Something... deeper.
A parasite, perhaps. A foreign entity. For from the fused spine, a form had burrowed, invisible but omnipresent. I couldn’t see it directly, but its effects were everywhere.
Oversized arms, sharp as blades, burst from its flanks at random intervals, slashing the air in a blind mutilation dance.
And at the center... near the ribcage, a vertical maw opened and closed slowly, like a second monstrous heart. It breathed. Panted. Thick, corrosive drool dripped from its walls, steaming, gnawing even the rock.
In some spots, a sort of translucent, foreign, almost organic skin partially covered the rock plates. It pulsed, undulated, as if it breathed in pain.
And the whole body...
The whole body was now a living pyre.
A mountain of melted flesh, twisted bone, cracked rock, and black fire.

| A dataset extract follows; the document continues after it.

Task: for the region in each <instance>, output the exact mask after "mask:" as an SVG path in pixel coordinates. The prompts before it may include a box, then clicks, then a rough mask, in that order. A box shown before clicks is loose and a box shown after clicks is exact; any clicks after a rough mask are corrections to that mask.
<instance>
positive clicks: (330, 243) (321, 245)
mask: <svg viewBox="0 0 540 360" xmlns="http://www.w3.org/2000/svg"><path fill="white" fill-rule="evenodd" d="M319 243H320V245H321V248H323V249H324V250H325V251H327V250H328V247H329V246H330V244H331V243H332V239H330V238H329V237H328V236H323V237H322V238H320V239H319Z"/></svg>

Human-like silhouettes... no, perhaps survivors, were trapped in its mass. Frozen in pure agony. Some... still moved. Slightly. Hands scratching the inside of their flesh prison. Mouths moving without sound.
Their eyes, when they opened, did not beg for salvation. They no longer even sought death. They stared, uncomprehending, unresisting, as if their minds had been flayed, washed, forgotten. All that remained was a look: the memory of a being, trapped in a furnace-made body.
And that was my next opponent.
A horror born from a world that no longer wanted logic. Nor mercy.